Ecommerce returns are the source of many headaches for online retailers. Businesses with generous ecommerce return policies won’t know how much revenue they’ve truly generated until their return window passes. If a retailer has to wait 365 days to finalize sales figures, it can be difficult for stakeholders to assess performance or to make business decisions.
However, companies can’t restrict their return policies without suffering major consequences. Shoppers want to be able to change their minds about their purchases and expect flexibility from retailers. In fact, 51% of Americans say they won’t make an online purchase if a retailer doesn’t offer free returns. Implementing a restrictive ecommerce return policy inevitably leads to fewer sales.
To balance both your customers’ needs and your business’s financial considerations, it’s critical to be flexible while striving to reduce ecommerce return rates. We’re giving you the scoop on the impact of returns on online retail and prescribing steps you should take to minimize your returns.
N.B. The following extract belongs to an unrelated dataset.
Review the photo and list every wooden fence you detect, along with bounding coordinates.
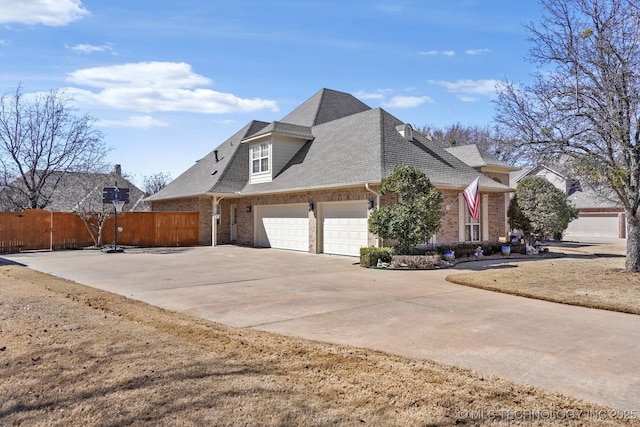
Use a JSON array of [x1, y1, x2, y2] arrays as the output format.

Ecommerce return rate statistics
What’s the average return rate for ecommerce purchases? How do returns affect your bottom line? These are the ecommerce return rate statistics you need to know:
- The average return rate for ecommerce purchases is 20%, which is double that of brick-and-mortar purchases.
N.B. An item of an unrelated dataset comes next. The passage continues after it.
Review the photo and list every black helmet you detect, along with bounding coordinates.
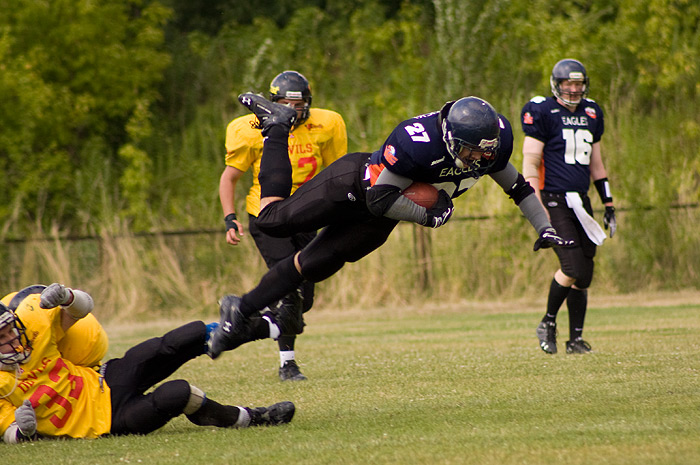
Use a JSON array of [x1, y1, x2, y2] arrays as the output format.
[[0, 302, 32, 370], [549, 58, 588, 105], [270, 71, 311, 125], [440, 97, 501, 171]]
- However, this rate varies. During the holiday season, it goes up to 30%.
- The ecommerce return rate for expensive purchases is 50%.
- Four in 10 consumers buy multiple versions of an item (different colors, sizes, etc.) online with the intention of returning at least some of the items.
- Four in 10 online shoppers have made an ecommerce return in the past six months, while nine in 10 have made a return in the last three years.
- Returns cost the ecommerce industry $550 billion.
- The average cost of a return to the retailer is $15. Returns commonly lead to a loss for the company.
How to lower your ecommerce returns
While offering ecommerce returns is a part of staying competitive, doing so can take a significant bite out of profits. Here are our top tips for lowering your ecommerce return rate.
1. Provide detailed product descriptions
Depending on the type of item, you could provide measurements and size details, materials, or ingredients so shoppers know exactly what they’re getting.
Sports equipment retailer Hockey Monkey includes detailed descriptions, charts, specification information, and FAQs on their product pages to help customers choose the perfect item.
2. Share customer reviews
Another tactic to help shoppers know what they’re getting is to share customer reviews. After all, four in five shoppers seek social proof of the quality of a product by reading reviews before making a purchase.
Display customer reviews on product pages to help shoppers understand what products are really like, beyond what they can discover from the photos and descriptions on the page. Take inspiration from SuperATV.com, which lets shoppers view and filter through customer reviews on every product page.
Don’t let the fear of bad reviews deter you from sharing testimonials. Occasional negative feedback that outlines why a particular product wasn’t suitable for an individual shopper’s needs can ultimately prevent another customer from purchasing and returning the item for the same reasons.